Ms Trump, who had been rumoured to be a contender for the position herself, will not be a candidate, a Trump administration official said. But she will assist Treasury Secretary Steven Mnuchin and acting White House Chief of Staff Mick Mulvaney in choosing a successor to Jim Yong Kim, the current president of the World Bank who announced last week he would be stepping down.
Mr Mnuchin called Ms Trump last week and asked her if she would be involved, an administration official said.
Jessica Ditto, a White House spokeswoman, said Trump was asked because “she’s worked closely with the World Bank’s leadership for the past two years.”
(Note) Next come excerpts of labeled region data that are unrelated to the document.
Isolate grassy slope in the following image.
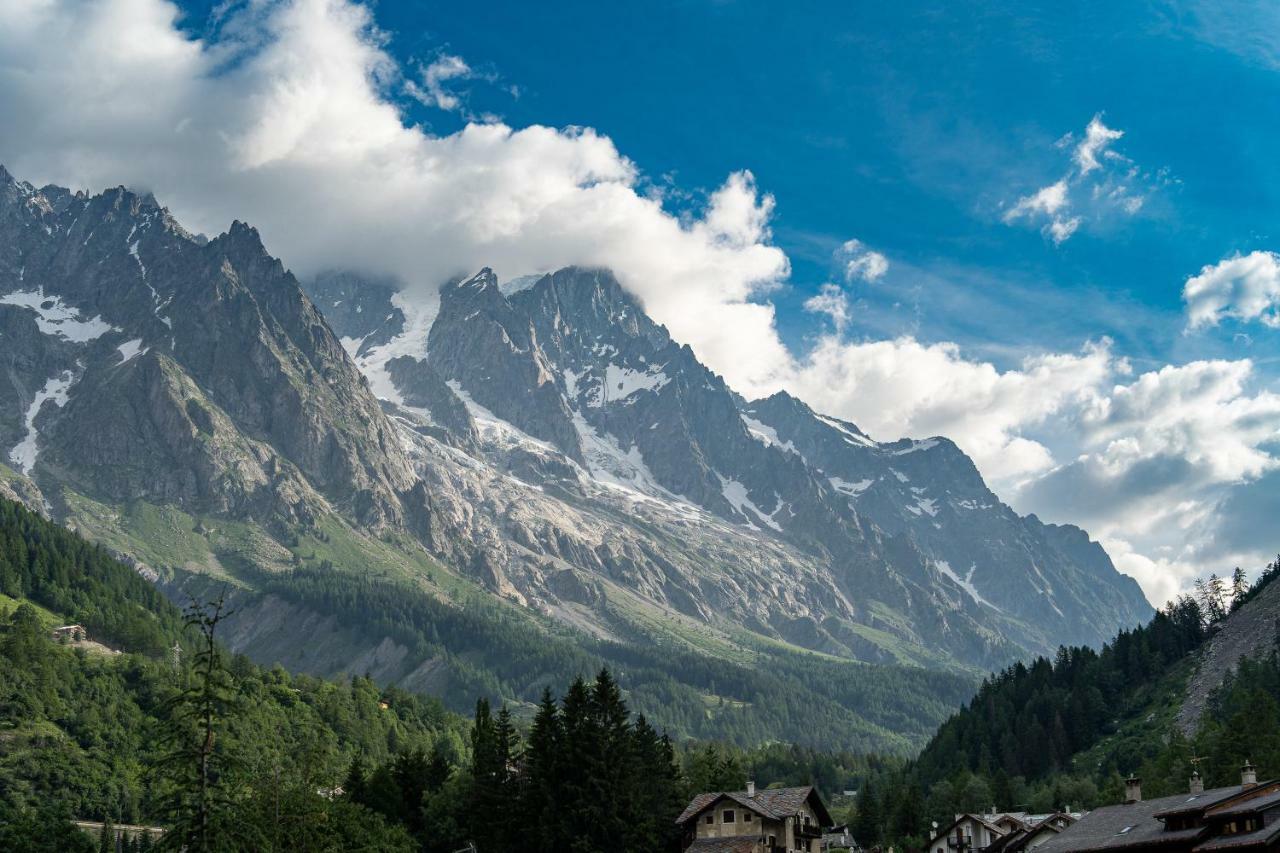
[30,479,977,752]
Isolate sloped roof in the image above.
[686,835,760,853]
[929,815,1004,847]
[1204,789,1280,817]
[676,785,833,826]
[1192,824,1280,853]
[1151,783,1271,818]
[1036,785,1240,853]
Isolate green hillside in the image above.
[855,560,1280,845]
[49,491,979,756]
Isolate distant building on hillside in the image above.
[1039,763,1280,853]
[676,783,835,853]
[928,808,1080,853]
[54,625,88,643]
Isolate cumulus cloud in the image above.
[0,0,788,384]
[836,240,888,282]
[1183,251,1280,329]
[804,282,849,333]
[1002,115,1153,245]
[404,54,471,110]
[0,0,1277,604]
[1071,115,1124,175]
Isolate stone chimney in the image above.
[1240,758,1258,788]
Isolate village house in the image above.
[54,625,88,643]
[1039,763,1280,853]
[928,807,1080,853]
[676,783,835,853]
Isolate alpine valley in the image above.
[0,169,1152,752]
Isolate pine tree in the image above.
[521,688,564,853]
[163,594,241,853]
[1231,566,1249,611]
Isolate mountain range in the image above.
[0,168,1152,743]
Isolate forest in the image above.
[0,494,870,853]
[851,557,1280,849]
[262,565,975,756]
[0,484,1280,853]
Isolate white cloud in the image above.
[835,240,888,282]
[1073,115,1124,175]
[0,0,788,386]
[0,0,1276,604]
[1183,251,1280,329]
[804,282,849,333]
[1001,115,1151,246]
[404,54,471,111]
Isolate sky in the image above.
[0,0,1280,605]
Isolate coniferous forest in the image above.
[0,502,883,853]
[0,489,1280,853]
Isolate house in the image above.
[54,625,88,643]
[929,815,1006,853]
[928,807,1080,853]
[1037,763,1280,853]
[820,824,861,853]
[987,812,1079,853]
[676,783,835,853]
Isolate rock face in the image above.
[0,166,416,524]
[1178,580,1280,736]
[0,170,1149,691]
[330,262,1149,665]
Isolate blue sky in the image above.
[0,0,1280,603]
[358,1,1280,360]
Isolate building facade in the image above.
[676,783,833,853]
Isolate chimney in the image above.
[1124,775,1142,803]
[1240,758,1258,788]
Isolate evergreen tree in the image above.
[520,688,567,853]
[155,594,243,853]
[1231,566,1249,611]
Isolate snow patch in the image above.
[742,414,804,459]
[893,438,938,456]
[448,379,559,453]
[9,370,76,474]
[827,476,874,497]
[933,560,1004,612]
[115,338,151,364]
[815,415,879,447]
[586,364,671,409]
[716,474,782,533]
[342,291,440,406]
[0,287,119,343]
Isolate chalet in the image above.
[1038,763,1280,853]
[54,625,88,643]
[928,809,1079,853]
[820,824,859,853]
[676,783,835,853]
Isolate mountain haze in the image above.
[0,169,1149,747]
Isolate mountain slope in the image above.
[0,167,1146,749]
[360,269,1149,665]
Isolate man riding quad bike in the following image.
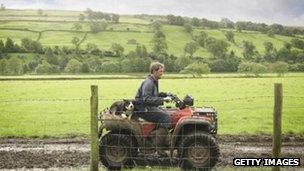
[99,94,219,170]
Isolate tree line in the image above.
[0,21,304,76]
[166,14,304,36]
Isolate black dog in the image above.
[110,99,134,118]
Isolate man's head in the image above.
[150,62,165,80]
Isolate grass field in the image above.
[0,74,304,137]
[0,10,302,57]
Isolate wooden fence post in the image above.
[272,83,283,170]
[90,85,99,171]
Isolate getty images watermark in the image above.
[233,158,300,166]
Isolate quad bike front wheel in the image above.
[99,133,137,170]
[179,133,219,170]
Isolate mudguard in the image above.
[170,116,211,157]
[100,113,142,147]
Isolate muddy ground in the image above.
[0,135,304,169]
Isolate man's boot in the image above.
[155,127,169,157]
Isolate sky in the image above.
[0,0,304,26]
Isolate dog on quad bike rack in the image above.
[110,99,135,119]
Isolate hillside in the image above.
[0,10,302,57]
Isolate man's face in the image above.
[153,68,164,80]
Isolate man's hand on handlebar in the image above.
[163,96,172,102]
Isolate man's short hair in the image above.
[150,62,165,74]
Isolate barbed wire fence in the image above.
[0,88,304,170]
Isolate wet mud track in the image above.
[0,135,304,169]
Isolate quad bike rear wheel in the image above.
[178,133,219,170]
[99,133,137,170]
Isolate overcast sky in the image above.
[0,0,304,26]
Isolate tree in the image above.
[112,14,119,23]
[71,37,80,53]
[191,17,201,27]
[44,47,59,65]
[225,31,234,43]
[5,37,15,53]
[263,42,274,54]
[90,21,108,33]
[209,51,241,72]
[78,14,85,22]
[38,9,43,16]
[86,43,98,53]
[174,56,192,71]
[184,42,198,57]
[264,42,277,62]
[21,38,43,53]
[243,41,256,61]
[267,29,275,38]
[36,61,59,74]
[0,4,5,11]
[220,18,234,28]
[181,63,210,77]
[7,56,23,75]
[269,61,288,77]
[291,38,304,50]
[0,39,5,54]
[64,58,82,73]
[151,21,162,32]
[0,59,8,75]
[87,56,102,72]
[100,20,108,31]
[111,43,125,57]
[72,23,82,31]
[184,23,193,33]
[151,30,168,54]
[238,62,267,76]
[194,31,208,47]
[135,45,148,58]
[206,38,229,58]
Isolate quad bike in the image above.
[99,94,219,170]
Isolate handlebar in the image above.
[167,93,185,109]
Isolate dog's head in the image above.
[123,99,134,110]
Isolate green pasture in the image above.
[0,30,38,44]
[0,74,304,137]
[83,32,153,53]
[0,9,83,17]
[0,15,302,57]
[39,31,85,46]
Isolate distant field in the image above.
[0,10,303,57]
[0,74,304,137]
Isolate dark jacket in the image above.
[135,75,164,111]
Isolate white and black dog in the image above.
[110,99,134,119]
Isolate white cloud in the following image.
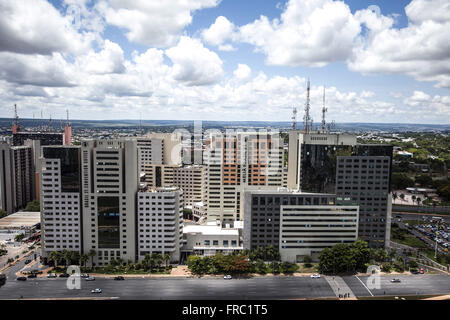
[202,16,236,48]
[97,0,219,47]
[77,40,125,74]
[233,63,252,81]
[0,0,96,55]
[348,0,450,88]
[403,91,431,107]
[360,90,375,98]
[165,36,223,86]
[239,0,361,66]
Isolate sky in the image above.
[0,0,450,124]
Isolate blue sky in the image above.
[0,0,450,124]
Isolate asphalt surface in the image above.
[343,274,450,297]
[0,275,450,300]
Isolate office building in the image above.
[279,205,358,263]
[172,165,204,207]
[81,140,139,266]
[242,188,336,249]
[288,131,392,247]
[40,146,83,261]
[137,186,184,263]
[12,131,64,146]
[182,222,243,256]
[0,143,34,214]
[204,132,284,222]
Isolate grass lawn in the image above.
[358,294,449,300]
[51,267,172,275]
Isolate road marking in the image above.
[355,276,373,297]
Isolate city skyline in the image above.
[0,0,450,124]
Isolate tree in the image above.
[414,174,433,187]
[392,192,398,203]
[61,249,72,266]
[88,249,97,266]
[14,233,25,242]
[23,200,41,212]
[0,209,8,219]
[50,251,61,268]
[303,255,312,268]
[391,172,414,190]
[163,253,170,267]
[80,253,89,267]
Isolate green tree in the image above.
[87,249,97,266]
[0,209,8,219]
[50,251,61,268]
[163,253,170,267]
[14,233,25,242]
[303,255,312,268]
[80,253,89,267]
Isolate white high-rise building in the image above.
[39,146,83,259]
[204,132,284,222]
[81,140,139,266]
[137,187,184,263]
Administration officials are expected to begin the interview process for the job, which has always gone to an American, on Tuesday. The White House did not provide any names of contenders, but the official noted that one person whose name has been floated — Nikki Haley, the former U.N. ambassador — was not a candidate.
Ms Trump, Mr Mnuchin and Mr Mulvaney will make recommendations to President Donald Trump, who will nominate a candidate for the position. Member countries of the World Bank will then vote on the nominee.
Traditionally, the US president’s pick is accepted and Europe chooses the leader of the International Monetary Fund because both institutions were founded during World War II. Kim, for instance, a former Dartmouth College president and a global health expert, was selected for the post by President Barack Obama in 2012.
In explaining Ivanka Trump’s qualifications for participating in the selection process, the administration official cited both Trump’s close relationship with Mnuchin as well as her work with Kim.
Last year, for instance, she helped start the Women Entrepreneurs Finance Initiative, a fund administered by the World Bank and branded “We-Fi,” at the Group of 20 conference in Hamburg, Germany. The goal of the fund, which Ms Trump is credited with envisioning, is to generate $1.6 billion in capital for female entrepreneurs in developing countries.